Join 2 tables by prioritizing the data

gandikk · Posted 10-30-2024 05:34 AM

I need to join the below 2 tables on Key. in the first table I have key1 and In the second table, I have key2, Rank and Contact data.

In the final table, I need Rank1 data in contact1 and if Rank1 is not there, I need to check next Rank for contact1 data. If Rank1 data comes to contact1, then I shouldn't consider Rank1 for contact2 and contact3. Is there a way to do using proc sql?

Table A:

Key1
1234
3456

Table B

Key2	Rank	contact
1234	1	owner
1234	2	co-owner
1234	3	CEO
3456	2	co-owner
3456	3	CEO

Final Table:

key	contact1	contact2	contact3
1234	owner	co-owner	CEO
3456	co-owner	CEO

SAS@EMMAUS

PaigeMiller · Posted 10-30-2024 05:55 AM

First, I don't think you can do this entirely in SQL (without multiple joins which could be extremely slow on real-world large data sets)

Second, since I believe strongly that you are better off with long data sets rather than wide data sets (Maxim 19), here is the solution that produces a long data set from this data. (Which is also easy in SQL)

data want;
     merge tableA tableB(rename=(key2=key1));
     by key1;
run;

--
Paige Miller

LinusH · Posted 10-30-2024 08:03 AM

I agree with @PaigeMiller here.

The only (?) reason to do it in SQL if your (large) data resides in an external databbase, so you can push the query there.

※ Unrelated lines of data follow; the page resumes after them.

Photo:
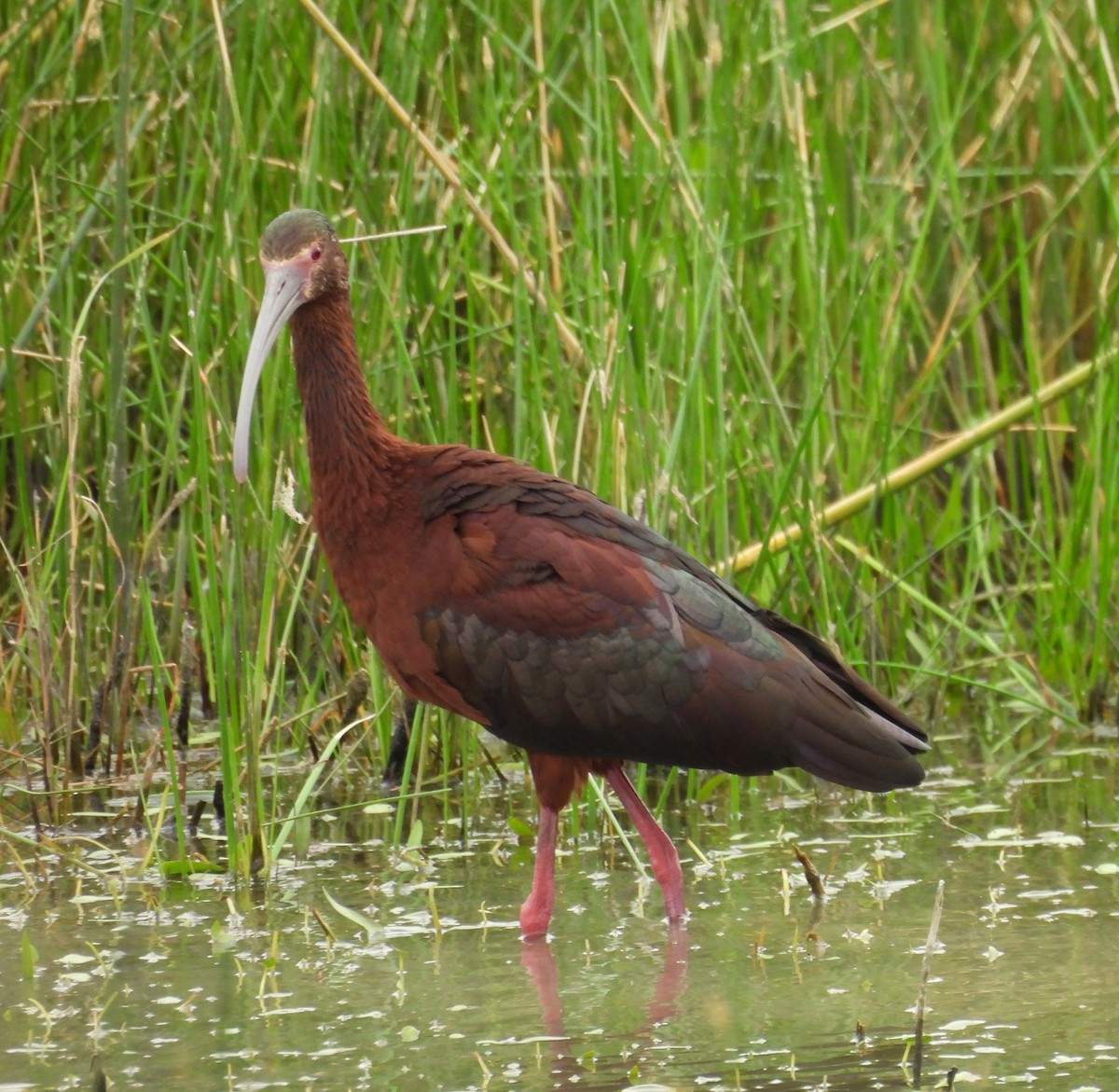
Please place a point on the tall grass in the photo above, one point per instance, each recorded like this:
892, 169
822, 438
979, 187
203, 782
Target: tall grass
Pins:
797, 246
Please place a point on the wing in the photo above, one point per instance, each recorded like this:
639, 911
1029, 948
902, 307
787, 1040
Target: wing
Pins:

Then you need to join with table B three times, and using Rank in the join criterias.

Data never sleeps

PaigeMiller · Posted 10-30-2024 08:04 AM

@LinusH wrote:

I agree with @PaigeMiller here.

The only (?) reason to do it in SQL if your (large) data resides in an external databbase, so you can push the query there.

Then you need to join with table B three times, and using Rank in the join criterias.

That assumes there are only 3 values of rank, which may or may not be known beforehand. Anyway, if you create a long data set, you could do a PROC TRANSPOSE to get a wide data set and then you don't need to know beforehand how many values of rank there are.

--
Paige Miller

ballardw · Posted 10-30-2024 10:25 AM

Example of @PaigeMiller's suggestion.

Note the data in the form of working data steps (hint);

data work.a;
   input Key $;
datalines;
1234
3456
;

Data work.B;
  input Key $ 	Rank 	contact $;
datalines;
1234 	1 	owner
1234 	2 	co-owner
1234 	3 	CEO
3456 	2 	co-owner
3456 	3 	CEO
;

data work.merged;
   merge work.a work.b;
   by key;
run;

proc transpose data=work.merged out=work.trans (drop=_name_)
    prefix=contact;
   by key;
   var contact;
run;

If your data isn't sorted, or just in case, I would suggest sorting Work.A (or whatever you data set name is) by the Key. Then Work.B by the Key and Rank.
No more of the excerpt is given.